VertexInputFormat<I, V, E>: the getSplits() method returns a list of logical splits of the input data, given a hint provided by the infrastructure (usually the total number of input threads across all workers). The createVertexReader() method returns a VertexReader for the given split.
VertexReader<I, V, E>: this is where the user defines how to create vertices from an input split. The interface is similar to Hadoop's RecordReader: the infrastructure will call getCurrentVertex() to read vertices, until nextVertex() returns false, meaning the input split is finished.
VertexValueInputFormat<I, V>: similar to the above, but creates a VertexValueReader instead.
VertexValueReader<I, V>: here we are not reading edges, so the methods to define are getCurrentVertexId() and getCurrentVertexValue().
EdgeInputFormat<I, E>: as usual, splits the input via getSplits() and creates an EdgeReader via createEdgeReader().
EdgeReader<I, E>: the main methods are getCurrentSourceId(), which returns the source vertex id, and getCurrentEdge(), which returns an Edge<I, E> (i.e., the target vertex id, possibly with an edge value).
VertexOutputFormat<I, V, E>: modeled based on the Hadoop OutputFormat class, this class is intended for output vertices and related edges after the computation.

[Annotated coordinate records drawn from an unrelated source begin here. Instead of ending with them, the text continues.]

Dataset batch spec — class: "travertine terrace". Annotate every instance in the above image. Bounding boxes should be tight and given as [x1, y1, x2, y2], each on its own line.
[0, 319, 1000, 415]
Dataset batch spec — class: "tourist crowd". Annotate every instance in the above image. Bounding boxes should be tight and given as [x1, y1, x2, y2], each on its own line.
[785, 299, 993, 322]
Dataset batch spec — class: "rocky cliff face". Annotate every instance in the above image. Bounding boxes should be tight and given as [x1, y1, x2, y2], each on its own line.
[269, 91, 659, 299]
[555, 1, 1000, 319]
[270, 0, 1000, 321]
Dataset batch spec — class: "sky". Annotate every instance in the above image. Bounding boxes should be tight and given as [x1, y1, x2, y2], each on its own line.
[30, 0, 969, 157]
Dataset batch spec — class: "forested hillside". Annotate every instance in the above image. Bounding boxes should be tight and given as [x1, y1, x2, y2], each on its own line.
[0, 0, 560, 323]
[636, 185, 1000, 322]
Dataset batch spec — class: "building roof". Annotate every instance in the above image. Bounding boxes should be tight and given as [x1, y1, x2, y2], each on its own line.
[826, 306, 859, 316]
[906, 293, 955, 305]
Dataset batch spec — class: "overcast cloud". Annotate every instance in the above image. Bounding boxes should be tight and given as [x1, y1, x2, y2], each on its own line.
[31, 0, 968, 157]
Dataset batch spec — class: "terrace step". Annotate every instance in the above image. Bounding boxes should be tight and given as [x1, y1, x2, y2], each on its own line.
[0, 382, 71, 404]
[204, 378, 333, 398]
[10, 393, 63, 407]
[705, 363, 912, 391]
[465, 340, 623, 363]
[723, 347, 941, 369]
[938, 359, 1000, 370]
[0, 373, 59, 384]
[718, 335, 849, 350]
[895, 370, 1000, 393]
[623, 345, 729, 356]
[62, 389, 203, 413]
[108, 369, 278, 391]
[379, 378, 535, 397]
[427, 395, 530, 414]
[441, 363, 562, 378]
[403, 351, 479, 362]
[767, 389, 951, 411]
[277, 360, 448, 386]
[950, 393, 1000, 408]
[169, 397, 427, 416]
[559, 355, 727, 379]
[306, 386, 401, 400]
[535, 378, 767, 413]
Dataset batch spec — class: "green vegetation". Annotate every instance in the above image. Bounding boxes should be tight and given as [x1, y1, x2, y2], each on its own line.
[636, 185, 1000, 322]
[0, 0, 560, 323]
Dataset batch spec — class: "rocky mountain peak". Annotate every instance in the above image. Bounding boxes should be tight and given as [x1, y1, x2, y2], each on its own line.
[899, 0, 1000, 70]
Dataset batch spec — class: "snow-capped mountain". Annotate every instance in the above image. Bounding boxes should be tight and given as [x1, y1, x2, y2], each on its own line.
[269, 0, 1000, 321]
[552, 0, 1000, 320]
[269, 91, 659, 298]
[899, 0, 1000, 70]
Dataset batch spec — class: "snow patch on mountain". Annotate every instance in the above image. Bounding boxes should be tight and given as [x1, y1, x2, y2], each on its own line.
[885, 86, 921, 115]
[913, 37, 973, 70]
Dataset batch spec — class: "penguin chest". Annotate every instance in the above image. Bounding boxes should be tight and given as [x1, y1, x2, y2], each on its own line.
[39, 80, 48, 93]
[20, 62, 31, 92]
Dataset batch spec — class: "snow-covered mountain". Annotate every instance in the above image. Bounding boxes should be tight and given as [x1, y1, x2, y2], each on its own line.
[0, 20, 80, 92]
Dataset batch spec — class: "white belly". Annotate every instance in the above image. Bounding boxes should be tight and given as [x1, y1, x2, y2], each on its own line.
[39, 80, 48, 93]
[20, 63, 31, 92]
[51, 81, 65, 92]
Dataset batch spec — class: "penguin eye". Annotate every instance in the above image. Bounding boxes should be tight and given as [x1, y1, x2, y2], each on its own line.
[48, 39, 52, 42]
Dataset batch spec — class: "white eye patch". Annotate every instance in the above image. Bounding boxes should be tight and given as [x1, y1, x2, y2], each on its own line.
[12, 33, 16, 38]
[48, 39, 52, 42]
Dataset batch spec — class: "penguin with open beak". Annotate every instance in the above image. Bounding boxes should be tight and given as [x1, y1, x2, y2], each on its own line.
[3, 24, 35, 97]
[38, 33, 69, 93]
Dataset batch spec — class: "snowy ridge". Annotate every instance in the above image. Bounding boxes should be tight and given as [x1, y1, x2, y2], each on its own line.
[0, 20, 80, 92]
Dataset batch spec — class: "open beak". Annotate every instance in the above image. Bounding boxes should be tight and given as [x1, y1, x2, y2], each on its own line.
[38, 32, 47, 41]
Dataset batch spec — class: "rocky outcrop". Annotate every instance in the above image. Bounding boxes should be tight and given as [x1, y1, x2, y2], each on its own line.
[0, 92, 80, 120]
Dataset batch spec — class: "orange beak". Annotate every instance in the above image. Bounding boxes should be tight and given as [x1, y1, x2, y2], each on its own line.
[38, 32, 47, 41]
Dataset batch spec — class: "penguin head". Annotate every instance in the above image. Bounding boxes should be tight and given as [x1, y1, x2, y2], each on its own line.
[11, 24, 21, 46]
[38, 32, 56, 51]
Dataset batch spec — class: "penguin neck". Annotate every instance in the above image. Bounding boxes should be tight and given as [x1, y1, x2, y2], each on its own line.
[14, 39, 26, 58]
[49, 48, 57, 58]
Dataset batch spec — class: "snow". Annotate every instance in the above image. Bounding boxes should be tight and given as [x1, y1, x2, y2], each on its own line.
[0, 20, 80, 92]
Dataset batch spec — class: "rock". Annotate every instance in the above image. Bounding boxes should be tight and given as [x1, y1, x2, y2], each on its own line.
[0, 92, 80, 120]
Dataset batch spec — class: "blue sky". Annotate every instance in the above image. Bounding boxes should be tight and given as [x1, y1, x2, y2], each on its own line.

The createVertexWriter returns a VertexWriter to save the vertices. Additionally getOutputCommiter returns an OutputCommiter used to guarantee that the output process is correctly committed and checkOutputSpecs is used to check that the correct setup before running the computation.
VertexWriter<I, V, E>: this is where the user defines how to write vertices and possibly edges. The infrastructure just provides an initialize and a close method to deal with the initial and final part of the output. It also inherits SimpleVertexWriter#writeVertex which is the main function used to actually save the vertices.
EdgeOutputFormat<I, V, E>: modeled similar to VertexOutputFormat, this class is intended for output edges after the computation. The createEdgeWriter returns a EdgeWriter to save the edges. Additionally getOutputCommiter returns an OutputCommiter used to guarantee that the output process is correctly committed and checkOutputSpecs is used to check that the correct setup before running the computation.
EdgeWriter<I, V, E>: this class is similar to VertexWriter providing initialization and closing facilities. It is inteded to save edges and the main function that needs to be extended by the user for such purpose is writeEdge.